New York's city council has decided that vaping around others is as unacceptable as smoking, The Wall Street Journal reports. In a 43-8 vote, the council passed a bill expanding the city's public smoking ban to e-cigarettes, meaning that they won't be allowed in public places like bars, subways, or parks. The council has been debating the measure since late November, with e-cigarette opponents saying they just wanted to close a loophole in New York's stringent anti-smoking laws. They say allowing e-cigarettes but not their traditional counterparts causes confusion, and that children aren't able to tell the difference, leading them to see smoking as socially acceptable. And this isn't the only smoking crackdown of the winter: last month, New York became the first major city to raise the smoking age from 18 to 21.
While e-cigarettes, which rely on flavored nicotine juice rather than tobacco and flame, were only introduced to the US a few years ago, sales have grown quickly, becoming a $1.7 billion market — though that's still dwarfed by the $90 billion market in cigarettes. Supporters say that they provide a safer alternative to cigarettes, and that the vapor they produce isn't comparable to secondhand smoke — making a ban unfair and potentially counterproductive. "If you make it just as inconvenient to use an electronic cigarette as a tobacco cigarette, people are just going to keep smoking their Marlboros," said NJoy e-cigarette company head Craig Weiss when the bill was introduced.

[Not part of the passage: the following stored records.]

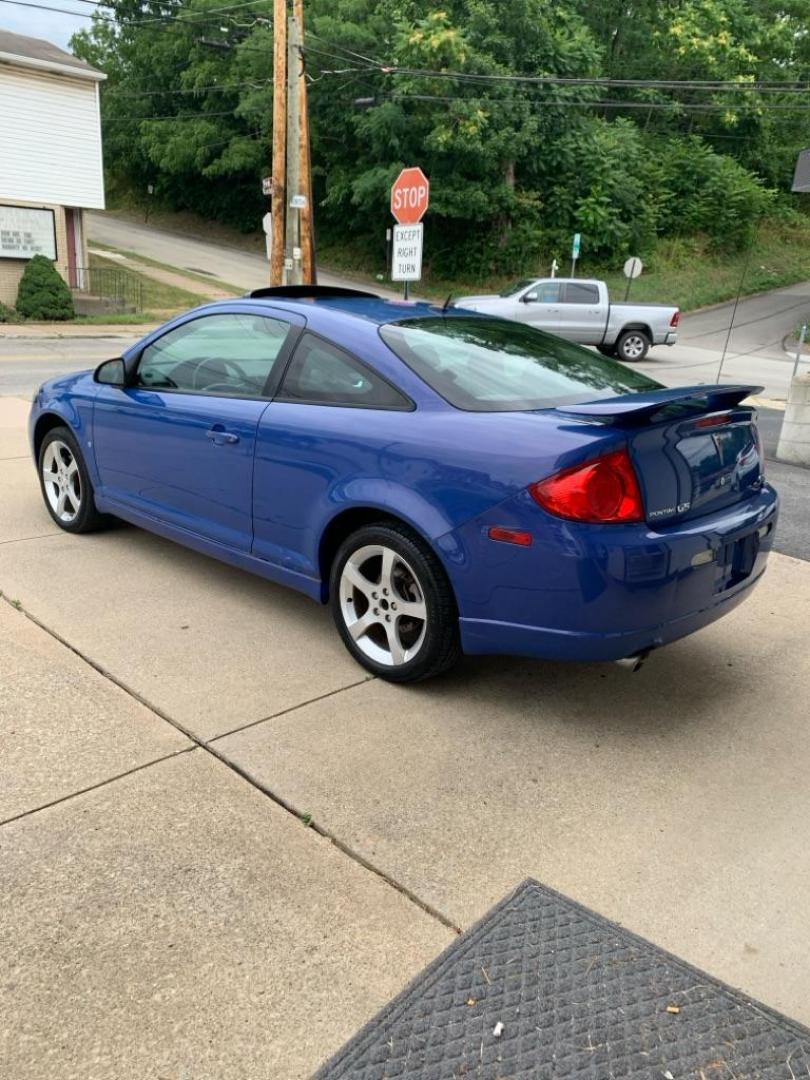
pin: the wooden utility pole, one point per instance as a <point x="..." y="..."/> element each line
<point x="280" y="142"/>
<point x="293" y="248"/>
<point x="305" y="173"/>
<point x="293" y="258"/>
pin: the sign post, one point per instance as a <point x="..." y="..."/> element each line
<point x="801" y="175"/>
<point x="267" y="225"/>
<point x="632" y="269"/>
<point x="575" y="252"/>
<point x="409" y="200"/>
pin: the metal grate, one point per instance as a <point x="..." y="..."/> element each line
<point x="544" y="989"/>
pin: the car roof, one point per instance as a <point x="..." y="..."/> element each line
<point x="368" y="308"/>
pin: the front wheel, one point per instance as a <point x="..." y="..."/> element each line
<point x="632" y="346"/>
<point x="393" y="605"/>
<point x="65" y="483"/>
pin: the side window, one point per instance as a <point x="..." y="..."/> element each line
<point x="548" y="293"/>
<point x="578" y="293"/>
<point x="229" y="354"/>
<point x="322" y="374"/>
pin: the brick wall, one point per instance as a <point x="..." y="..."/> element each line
<point x="11" y="270"/>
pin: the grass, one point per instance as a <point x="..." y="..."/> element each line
<point x="191" y="274"/>
<point x="159" y="299"/>
<point x="691" y="272"/>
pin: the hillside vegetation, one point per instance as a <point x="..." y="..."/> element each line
<point x="639" y="124"/>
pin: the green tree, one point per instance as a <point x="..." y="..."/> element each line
<point x="42" y="292"/>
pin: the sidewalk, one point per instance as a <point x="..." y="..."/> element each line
<point x="172" y="726"/>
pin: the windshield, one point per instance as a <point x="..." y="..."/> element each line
<point x="517" y="286"/>
<point x="491" y="365"/>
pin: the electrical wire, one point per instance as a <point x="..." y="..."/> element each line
<point x="204" y="16"/>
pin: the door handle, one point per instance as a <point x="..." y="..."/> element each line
<point x="219" y="436"/>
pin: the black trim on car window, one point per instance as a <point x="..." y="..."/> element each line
<point x="572" y="286"/>
<point x="406" y="406"/>
<point x="273" y="379"/>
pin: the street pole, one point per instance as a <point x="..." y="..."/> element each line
<point x="280" y="140"/>
<point x="293" y="247"/>
<point x="799" y="349"/>
<point x="309" y="271"/>
<point x="737" y="304"/>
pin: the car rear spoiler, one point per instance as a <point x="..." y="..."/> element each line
<point x="633" y="409"/>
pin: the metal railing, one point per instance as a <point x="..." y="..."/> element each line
<point x="118" y="288"/>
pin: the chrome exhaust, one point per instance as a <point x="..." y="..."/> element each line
<point x="633" y="663"/>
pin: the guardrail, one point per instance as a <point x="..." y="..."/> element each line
<point x="115" y="287"/>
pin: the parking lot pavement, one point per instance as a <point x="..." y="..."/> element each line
<point x="179" y="920"/>
<point x="65" y="727"/>
<point x="673" y="800"/>
<point x="177" y="923"/>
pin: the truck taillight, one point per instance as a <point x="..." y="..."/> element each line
<point x="602" y="491"/>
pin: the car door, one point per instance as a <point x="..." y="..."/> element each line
<point x="331" y="421"/>
<point x="177" y="444"/>
<point x="581" y="313"/>
<point x="539" y="306"/>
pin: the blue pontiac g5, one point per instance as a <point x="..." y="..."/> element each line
<point x="448" y="482"/>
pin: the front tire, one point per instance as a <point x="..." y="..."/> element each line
<point x="632" y="346"/>
<point x="393" y="605"/>
<point x="65" y="483"/>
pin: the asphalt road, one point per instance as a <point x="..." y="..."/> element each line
<point x="171" y="725"/>
<point x="754" y="353"/>
<point x="242" y="269"/>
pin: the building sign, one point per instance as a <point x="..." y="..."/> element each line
<point x="27" y="232"/>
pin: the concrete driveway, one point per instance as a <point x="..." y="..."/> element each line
<point x="223" y="847"/>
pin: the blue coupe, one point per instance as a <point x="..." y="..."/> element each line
<point x="448" y="482"/>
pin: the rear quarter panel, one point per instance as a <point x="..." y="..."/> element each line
<point x="436" y="470"/>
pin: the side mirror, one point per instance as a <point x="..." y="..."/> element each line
<point x="111" y="373"/>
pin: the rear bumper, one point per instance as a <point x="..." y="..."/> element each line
<point x="488" y="637"/>
<point x="602" y="593"/>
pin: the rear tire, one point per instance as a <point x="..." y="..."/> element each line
<point x="65" y="484"/>
<point x="393" y="605"/>
<point x="632" y="346"/>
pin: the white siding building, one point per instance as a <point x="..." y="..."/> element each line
<point x="51" y="164"/>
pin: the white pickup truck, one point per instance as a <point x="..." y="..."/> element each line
<point x="580" y="309"/>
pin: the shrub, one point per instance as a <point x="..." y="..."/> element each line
<point x="43" y="293"/>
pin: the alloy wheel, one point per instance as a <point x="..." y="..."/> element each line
<point x="633" y="347"/>
<point x="382" y="605"/>
<point x="62" y="482"/>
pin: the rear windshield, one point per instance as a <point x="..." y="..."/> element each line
<point x="491" y="365"/>
<point x="517" y="286"/>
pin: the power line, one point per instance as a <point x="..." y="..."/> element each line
<point x="255" y="83"/>
<point x="596" y="103"/>
<point x="191" y="17"/>
<point x="597" y="82"/>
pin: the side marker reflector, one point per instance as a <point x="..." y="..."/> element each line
<point x="510" y="536"/>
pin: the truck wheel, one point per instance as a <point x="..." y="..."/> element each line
<point x="632" y="346"/>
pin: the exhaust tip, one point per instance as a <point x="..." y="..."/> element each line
<point x="635" y="662"/>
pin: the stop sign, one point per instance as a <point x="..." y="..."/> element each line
<point x="409" y="196"/>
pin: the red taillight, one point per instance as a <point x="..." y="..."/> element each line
<point x="602" y="491"/>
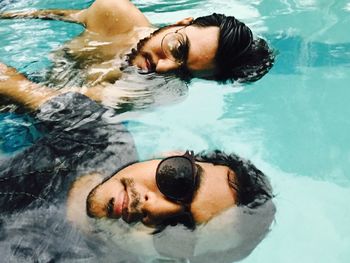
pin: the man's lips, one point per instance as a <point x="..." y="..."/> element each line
<point x="150" y="67"/>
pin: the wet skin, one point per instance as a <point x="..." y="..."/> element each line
<point x="132" y="194"/>
<point x="201" y="53"/>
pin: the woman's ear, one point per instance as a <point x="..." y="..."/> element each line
<point x="185" y="22"/>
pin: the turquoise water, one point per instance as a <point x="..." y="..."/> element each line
<point x="293" y="124"/>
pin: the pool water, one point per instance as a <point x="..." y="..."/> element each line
<point x="293" y="124"/>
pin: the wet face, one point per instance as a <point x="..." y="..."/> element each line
<point x="155" y="54"/>
<point x="132" y="195"/>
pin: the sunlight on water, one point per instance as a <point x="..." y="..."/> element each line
<point x="293" y="124"/>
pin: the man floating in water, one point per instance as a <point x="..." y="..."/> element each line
<point x="117" y="29"/>
<point x="87" y="160"/>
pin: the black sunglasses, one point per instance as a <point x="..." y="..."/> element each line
<point x="176" y="177"/>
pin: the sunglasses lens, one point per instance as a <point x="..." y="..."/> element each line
<point x="172" y="46"/>
<point x="175" y="177"/>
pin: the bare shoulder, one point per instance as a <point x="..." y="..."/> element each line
<point x="112" y="17"/>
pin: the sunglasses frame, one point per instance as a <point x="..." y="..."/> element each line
<point x="189" y="155"/>
<point x="184" y="38"/>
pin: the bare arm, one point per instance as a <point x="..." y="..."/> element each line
<point x="105" y="17"/>
<point x="74" y="16"/>
<point x="18" y="88"/>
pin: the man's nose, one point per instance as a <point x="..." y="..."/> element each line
<point x="166" y="65"/>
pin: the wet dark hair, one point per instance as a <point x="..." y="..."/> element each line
<point x="239" y="56"/>
<point x="251" y="185"/>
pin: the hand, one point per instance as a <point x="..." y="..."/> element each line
<point x="5" y="72"/>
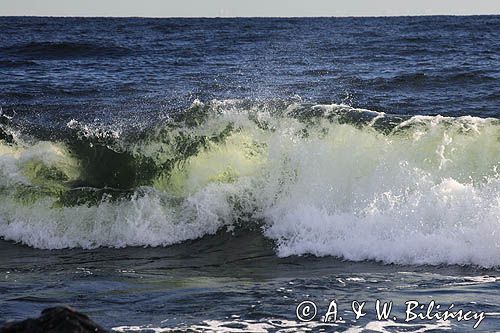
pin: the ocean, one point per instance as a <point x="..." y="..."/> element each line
<point x="211" y="175"/>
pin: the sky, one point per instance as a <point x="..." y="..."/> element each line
<point x="232" y="8"/>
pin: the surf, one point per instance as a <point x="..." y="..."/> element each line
<point x="326" y="180"/>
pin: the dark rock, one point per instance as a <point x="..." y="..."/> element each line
<point x="55" y="320"/>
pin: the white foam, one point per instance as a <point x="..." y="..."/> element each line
<point x="428" y="193"/>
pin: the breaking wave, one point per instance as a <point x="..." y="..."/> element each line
<point x="316" y="179"/>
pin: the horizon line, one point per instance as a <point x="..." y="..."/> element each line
<point x="235" y="17"/>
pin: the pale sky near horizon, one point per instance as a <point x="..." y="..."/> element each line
<point x="230" y="8"/>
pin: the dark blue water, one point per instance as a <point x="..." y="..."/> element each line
<point x="211" y="174"/>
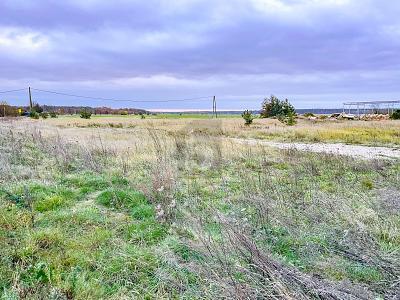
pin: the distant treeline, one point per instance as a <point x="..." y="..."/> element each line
<point x="8" y="110"/>
<point x="67" y="110"/>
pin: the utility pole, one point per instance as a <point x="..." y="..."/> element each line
<point x="215" y="107"/>
<point x="30" y="98"/>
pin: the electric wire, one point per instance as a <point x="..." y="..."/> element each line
<point x="12" y="91"/>
<point x="121" y="100"/>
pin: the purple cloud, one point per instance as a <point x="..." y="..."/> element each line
<point x="314" y="52"/>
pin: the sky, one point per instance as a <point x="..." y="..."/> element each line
<point x="316" y="53"/>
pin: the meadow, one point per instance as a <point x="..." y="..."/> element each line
<point x="172" y="208"/>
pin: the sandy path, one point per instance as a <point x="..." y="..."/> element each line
<point x="364" y="152"/>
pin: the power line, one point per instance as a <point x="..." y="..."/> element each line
<point x="11" y="91"/>
<point x="121" y="100"/>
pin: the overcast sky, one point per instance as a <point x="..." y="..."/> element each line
<point x="317" y="53"/>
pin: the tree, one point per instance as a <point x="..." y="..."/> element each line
<point x="273" y="107"/>
<point x="37" y="108"/>
<point x="395" y="115"/>
<point x="7" y="110"/>
<point x="85" y="114"/>
<point x="248" y="117"/>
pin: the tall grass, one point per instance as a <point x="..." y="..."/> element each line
<point x="89" y="213"/>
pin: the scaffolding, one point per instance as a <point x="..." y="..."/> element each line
<point x="371" y="107"/>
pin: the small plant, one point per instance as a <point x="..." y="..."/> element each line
<point x="53" y="114"/>
<point x="273" y="107"/>
<point x="289" y="119"/>
<point x="395" y="115"/>
<point x="85" y="114"/>
<point x="248" y="117"/>
<point x="34" y="115"/>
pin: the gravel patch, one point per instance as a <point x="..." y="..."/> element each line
<point x="358" y="151"/>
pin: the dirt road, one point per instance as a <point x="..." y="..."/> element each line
<point x="364" y="152"/>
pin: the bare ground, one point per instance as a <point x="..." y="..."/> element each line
<point x="359" y="151"/>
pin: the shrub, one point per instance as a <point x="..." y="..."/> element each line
<point x="34" y="115"/>
<point x="273" y="107"/>
<point x="248" y="117"/>
<point x="289" y="119"/>
<point x="85" y="114"/>
<point x="37" y="108"/>
<point x="395" y="115"/>
<point x="7" y="111"/>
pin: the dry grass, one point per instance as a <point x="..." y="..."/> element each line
<point x="171" y="209"/>
<point x="385" y="132"/>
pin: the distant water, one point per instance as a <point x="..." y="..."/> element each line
<point x="235" y="112"/>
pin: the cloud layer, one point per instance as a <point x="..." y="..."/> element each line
<point x="317" y="52"/>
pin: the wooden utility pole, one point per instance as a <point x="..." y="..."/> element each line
<point x="215" y="107"/>
<point x="30" y="98"/>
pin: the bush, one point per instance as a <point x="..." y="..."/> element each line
<point x="273" y="107"/>
<point x="34" y="115"/>
<point x="289" y="120"/>
<point x="85" y="114"/>
<point x="7" y="110"/>
<point x="37" y="108"/>
<point x="395" y="115"/>
<point x="248" y="117"/>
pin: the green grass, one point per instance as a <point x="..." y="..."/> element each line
<point x="82" y="234"/>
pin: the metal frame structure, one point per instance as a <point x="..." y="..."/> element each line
<point x="365" y="107"/>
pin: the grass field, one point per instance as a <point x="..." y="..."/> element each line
<point x="351" y="132"/>
<point x="130" y="208"/>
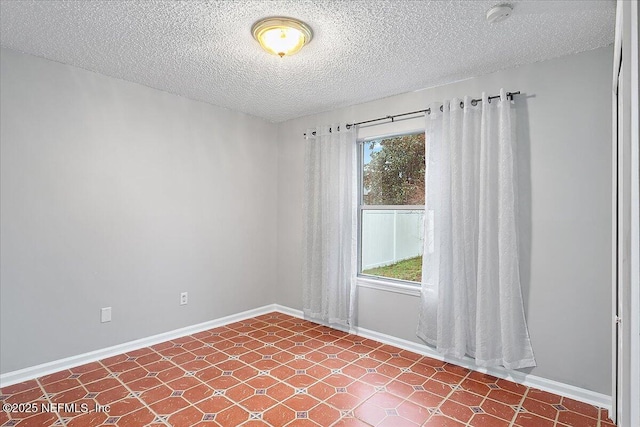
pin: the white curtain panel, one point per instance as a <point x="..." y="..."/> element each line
<point x="330" y="225"/>
<point x="471" y="295"/>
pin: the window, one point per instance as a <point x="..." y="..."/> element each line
<point x="391" y="208"/>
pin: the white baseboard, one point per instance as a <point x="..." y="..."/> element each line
<point x="583" y="395"/>
<point x="556" y="387"/>
<point x="32" y="372"/>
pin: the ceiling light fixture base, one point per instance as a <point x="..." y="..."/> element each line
<point x="281" y="36"/>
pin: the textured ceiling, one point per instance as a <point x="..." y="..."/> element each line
<point x="361" y="50"/>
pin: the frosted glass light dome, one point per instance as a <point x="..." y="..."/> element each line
<point x="281" y="36"/>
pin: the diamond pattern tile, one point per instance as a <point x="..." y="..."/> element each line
<point x="277" y="370"/>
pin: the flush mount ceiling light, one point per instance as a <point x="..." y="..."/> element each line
<point x="499" y="13"/>
<point x="281" y="36"/>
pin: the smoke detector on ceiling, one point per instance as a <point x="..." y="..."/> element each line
<point x="499" y="13"/>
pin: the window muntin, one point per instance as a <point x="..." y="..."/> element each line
<point x="391" y="208"/>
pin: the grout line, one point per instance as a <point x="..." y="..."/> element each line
<point x="144" y="404"/>
<point x="520" y="405"/>
<point x="46" y="396"/>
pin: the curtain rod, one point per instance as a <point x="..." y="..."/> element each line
<point x="428" y="111"/>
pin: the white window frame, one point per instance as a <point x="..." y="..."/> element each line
<point x="378" y="282"/>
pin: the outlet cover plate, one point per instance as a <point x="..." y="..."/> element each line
<point x="105" y="314"/>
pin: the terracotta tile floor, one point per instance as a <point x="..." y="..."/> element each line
<point x="277" y="370"/>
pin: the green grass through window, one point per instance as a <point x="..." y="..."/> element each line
<point x="409" y="269"/>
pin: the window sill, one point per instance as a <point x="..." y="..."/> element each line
<point x="388" y="286"/>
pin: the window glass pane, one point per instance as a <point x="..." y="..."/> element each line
<point x="392" y="243"/>
<point x="393" y="171"/>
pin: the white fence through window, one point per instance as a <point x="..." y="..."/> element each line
<point x="390" y="236"/>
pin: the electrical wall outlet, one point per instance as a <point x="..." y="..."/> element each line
<point x="105" y="314"/>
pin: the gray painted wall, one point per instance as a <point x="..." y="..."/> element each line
<point x="115" y="194"/>
<point x="565" y="177"/>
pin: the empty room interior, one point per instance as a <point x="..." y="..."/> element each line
<point x="319" y="213"/>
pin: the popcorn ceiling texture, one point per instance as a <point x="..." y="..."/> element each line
<point x="361" y="50"/>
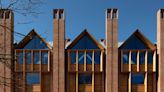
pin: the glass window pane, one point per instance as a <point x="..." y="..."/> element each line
<point x="28" y="57"/>
<point x="137" y="78"/>
<point x="81" y="58"/>
<point x="36" y="43"/>
<point x="44" y="57"/>
<point x="85" y="78"/>
<point x="20" y="57"/>
<point x="134" y="58"/>
<point x="32" y="78"/>
<point x="36" y="58"/>
<point x="97" y="57"/>
<point x="89" y="57"/>
<point x="150" y="58"/>
<point x="125" y="57"/>
<point x="142" y="57"/>
<point x="85" y="43"/>
<point x="73" y="57"/>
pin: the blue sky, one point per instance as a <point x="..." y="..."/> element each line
<point x="90" y="15"/>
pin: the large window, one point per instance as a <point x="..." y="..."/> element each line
<point x="85" y="43"/>
<point x="137" y="78"/>
<point x="73" y="57"/>
<point x="36" y="57"/>
<point x="150" y="58"/>
<point x="85" y="78"/>
<point x="32" y="78"/>
<point x="134" y="58"/>
<point x="20" y="57"/>
<point x="97" y="57"/>
<point x="28" y="58"/>
<point x="142" y="57"/>
<point x="44" y="57"/>
<point x="88" y="56"/>
<point x="35" y="43"/>
<point x="125" y="57"/>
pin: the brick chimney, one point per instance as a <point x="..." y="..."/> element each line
<point x="6" y="49"/>
<point x="111" y="81"/>
<point x="59" y="51"/>
<point x="160" y="48"/>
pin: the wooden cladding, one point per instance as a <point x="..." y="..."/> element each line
<point x="35" y="64"/>
<point x="85" y="60"/>
<point x="138" y="61"/>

However, there's no definitive answer on precisely how safe e-cigarettes are and how they should be regulated. A 2009 FDA study tested several varieties of cartridge and found carcinogenic substances in most of them, banning them for "therapeutic" purposes like quitting smoking but leaving non-therapeutic sales open. This year, it took another look at the issue and is currently working on proposed rules to bring e-cigs under its regulatory umbrella; the EU, meanwhile, rejected a proposal to regulate them as medicines in October. In addition to any federal rules, two other major cities — Los Angeles and Chicago — are considering public bans on e-cigarettes.